BIPAP No Backup denied as duplicate or overlapping therapy by Cigna?
If two medications appear duplicative on paper but serve different clinical purposes (e.g., short-acting vs long-acting), the appeal needs to spell out the clinical rationale for both.
US health-plan appeal rights
Cite: Most US health plans have appeal rights under either the ACA, ERISA, or Medicare/Medicaid rules
Most US health plans are required by federal law to give you both an internal appeal (where the insurer reconsiders) and an external review (where an independent reviewer decides). The exact timelines and processes depend on what kind of plan you have — marketplace / employer group, self-funded, Medicare Advantage, or Medicaid MCO — but in every case there's a window after the denial during which you have the right to fight it.
What Cigna typically requires
Cigna's specific coverage criteria for bipap no backup are defined in its own published medical/coverage policy and the FDA-approved prescribing label. A successful appeal documents that your medical records satisfy each criterion those sources list — confirmed diagnosis, any required prior treatments (with dates and outcomes), and clinical severity. If the exact criteria weren't included with your denial, request them in writing; your appeal then maps each requirement to the matching fact in your chart.
The Cigna angle on BIPAP No Backup
## Why Cigna Denied BiPAP (Without Backup Rate) as Duplicate Therapy
Cigna's duplicate-therapy denial for a BiPAP device without a backup rate means the reviewer determined that another respiratory support device already covered under your plan serves the same clinical function. This most often occurs when a CPAP device is already authorized and active on your account — Cigna's clinical policy may treat BiPAP and CPAP as overlapping for certain diagnoses unless the record clearly establishes that CPAP was tried and was clinically insufficient or that the patient's respiratory profile requires pressure support on both inhalation and exhalation.
## Why This Denial Is Appealable
BiPAP without backup rate (sometimes coded as bilevel positive airway pressure, S-mode) delivers separately adjustable inspiratory and expiratory pressures, which is clinically distinct from fixed-pressure CPAP. If the patient's prescriber determined that CPAP was inadequate — or that the diagnosis and respiratory parameters require bilevel pressure — the clinical distinction is documentable and provides a clear basis for appeal.
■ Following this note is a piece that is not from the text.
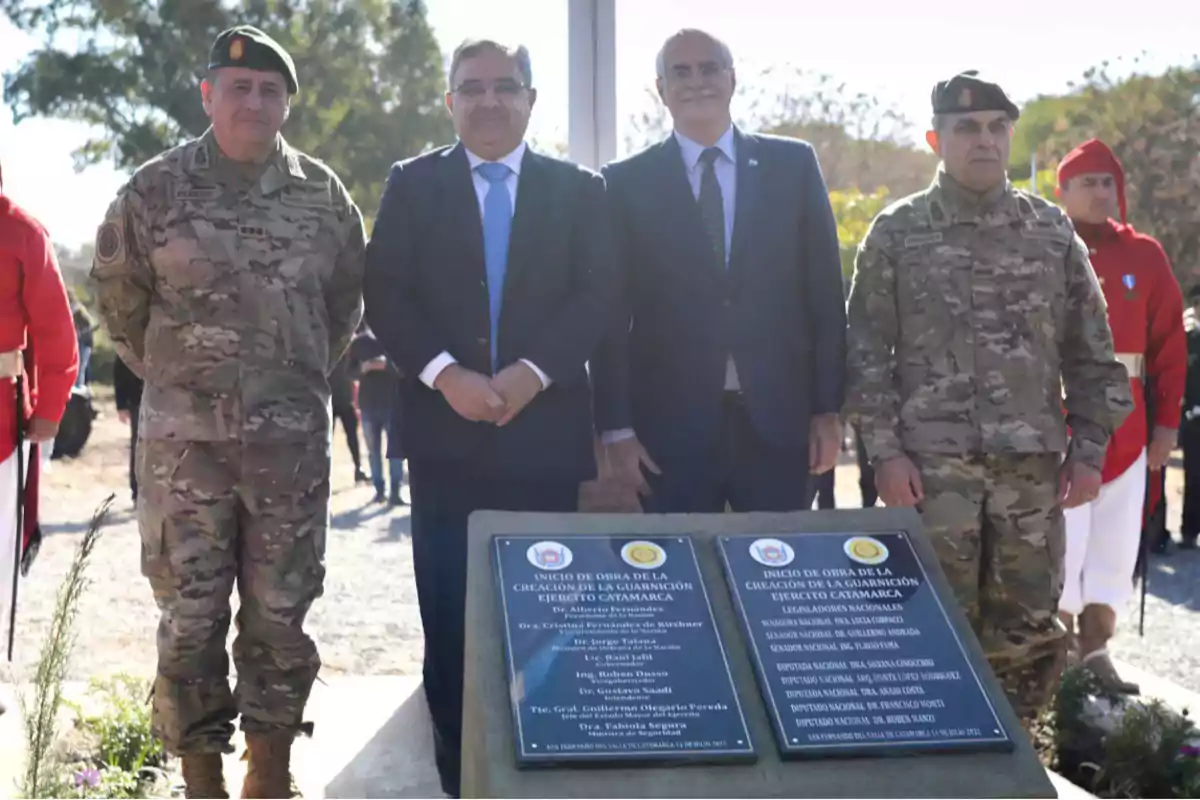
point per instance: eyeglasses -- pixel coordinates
(706, 70)
(505, 89)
Cigna's own published coverage policy for positive airway pressure devices typically includes criteria distinguishing when BiPAP is appropriate versus CPAP; meeting those criteria with objective data is the path to overturn.
## Federal Appeal Framework
- Internal appeal (ERISA §503 / ACA): File within the deadline stated on the denial notice (commonly 180 days for ERISA plans).
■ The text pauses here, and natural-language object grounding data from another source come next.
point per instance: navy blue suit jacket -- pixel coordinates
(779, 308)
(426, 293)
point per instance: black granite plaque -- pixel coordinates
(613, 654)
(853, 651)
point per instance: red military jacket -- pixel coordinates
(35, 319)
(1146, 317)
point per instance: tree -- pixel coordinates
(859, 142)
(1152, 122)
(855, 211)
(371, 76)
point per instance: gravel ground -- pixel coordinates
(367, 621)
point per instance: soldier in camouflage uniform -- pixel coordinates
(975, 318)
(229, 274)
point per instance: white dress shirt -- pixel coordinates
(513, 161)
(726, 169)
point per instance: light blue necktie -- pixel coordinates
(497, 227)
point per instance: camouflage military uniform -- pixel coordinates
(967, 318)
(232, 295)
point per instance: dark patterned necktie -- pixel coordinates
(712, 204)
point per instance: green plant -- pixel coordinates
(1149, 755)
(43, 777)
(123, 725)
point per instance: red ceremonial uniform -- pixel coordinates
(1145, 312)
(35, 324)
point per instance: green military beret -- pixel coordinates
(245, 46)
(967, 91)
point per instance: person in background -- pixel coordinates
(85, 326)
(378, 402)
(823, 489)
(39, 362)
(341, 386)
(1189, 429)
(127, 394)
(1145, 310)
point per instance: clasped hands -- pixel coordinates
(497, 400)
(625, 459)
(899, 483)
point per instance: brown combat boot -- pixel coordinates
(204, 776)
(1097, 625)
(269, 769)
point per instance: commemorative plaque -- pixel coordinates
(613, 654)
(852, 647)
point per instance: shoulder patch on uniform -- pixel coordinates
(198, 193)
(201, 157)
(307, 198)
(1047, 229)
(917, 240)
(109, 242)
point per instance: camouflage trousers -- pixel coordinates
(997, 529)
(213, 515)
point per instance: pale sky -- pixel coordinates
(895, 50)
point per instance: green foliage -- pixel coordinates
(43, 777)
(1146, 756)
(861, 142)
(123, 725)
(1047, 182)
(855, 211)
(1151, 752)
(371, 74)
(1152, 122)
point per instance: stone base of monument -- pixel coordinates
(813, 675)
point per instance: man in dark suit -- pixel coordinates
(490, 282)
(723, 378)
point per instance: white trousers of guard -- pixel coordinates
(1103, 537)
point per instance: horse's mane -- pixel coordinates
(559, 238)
- External review (ACA §2719): After the final internal denial, request an Independent Review Organization review. The window is approximately four months from the final internal denial.
- Expedited review: Available when standard timelines would pose serious risk to health; requires prescriber certification.
## Concrete Appeal Steps
1. Request Cigna's current published coverage policy for positive airway pressure (PAP) devices — specifically the criteria distinguishing BiPAP from CPAP coverage. 2. Obtain the sleep study or diagnostic report supporting the BiPAP prescription. 3. If CPAP was previously tried, document dates, compliance data, and clinical outcome. 4. Have your prescriber draft a letter explaining the distinct clinical need for bilevel pressure and why CPAP does not meet it. 5. Submit the internal appeal in writing with all supporting records.
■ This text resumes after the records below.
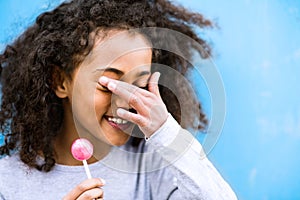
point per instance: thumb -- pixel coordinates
(153, 84)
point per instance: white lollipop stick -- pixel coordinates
(82, 150)
(87, 169)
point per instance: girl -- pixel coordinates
(87, 69)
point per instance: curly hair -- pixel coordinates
(31, 114)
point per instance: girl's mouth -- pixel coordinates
(118, 123)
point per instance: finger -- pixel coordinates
(117, 87)
(84, 186)
(135, 118)
(94, 193)
(153, 83)
(130, 93)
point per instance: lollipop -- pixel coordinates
(82, 150)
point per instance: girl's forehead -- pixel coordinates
(118, 44)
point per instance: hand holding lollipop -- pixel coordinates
(82, 150)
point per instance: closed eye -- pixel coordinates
(103, 88)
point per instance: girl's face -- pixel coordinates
(120, 55)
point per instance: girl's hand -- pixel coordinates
(88, 189)
(151, 110)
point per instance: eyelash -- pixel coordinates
(105, 89)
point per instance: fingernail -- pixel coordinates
(120, 112)
(111, 86)
(103, 80)
(102, 181)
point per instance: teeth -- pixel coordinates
(117, 120)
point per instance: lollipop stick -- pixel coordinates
(87, 170)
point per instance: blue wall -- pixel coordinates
(257, 51)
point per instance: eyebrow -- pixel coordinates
(120, 73)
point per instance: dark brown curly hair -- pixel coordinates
(31, 114)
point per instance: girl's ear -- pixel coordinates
(60, 83)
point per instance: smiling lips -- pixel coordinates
(118, 123)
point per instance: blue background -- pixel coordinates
(257, 51)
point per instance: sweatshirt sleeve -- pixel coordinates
(193, 174)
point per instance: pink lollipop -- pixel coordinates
(82, 150)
## Documentation to Gather
- Diagnostic sleep study: Polysomnography or home sleep apnea test report supporting the bilevel-pressure prescription.
- CPAP trial documentation (if applicable): Dates of CPAP use, objective compliance data (download from device), and clinical notes documenting inadequate response or intolerance.
- Prescriber order and letter: Signed order for BiPAP without backup rate with a medical-necessity letter explaining the clinical distinction from CPAP and the reason bilevel therapy is required for this patient.
- Diagnosis documentation: ICD-10 diagnosis and supporting clinical notes.
## Criteria-Mapping Structure
Obtain Cigna's PAP coverage policy and identify every criterion for BiPAP approval. Create a two-column table: left = policy criterion verbatim; right = chart evidence or prescriber attestation satisfying it. For the duplicate-therapy question specifically, include a column addressing how BiPAP differs clinically from the already-authorized device, with the prescriber's explanation and any objective diagnostic data (e.g., pressure titration results from the sleep study).
Next steps
- Find the date on the denial letter — your appeal window starts there.
- Read your plan's Summary of Benefits and Coverage (SBC) for the specific deadlines.
- Request the insurer's claim file in writing — they must provide it.
- Submit your appeal in writing with new clinical evidence and a physician statement.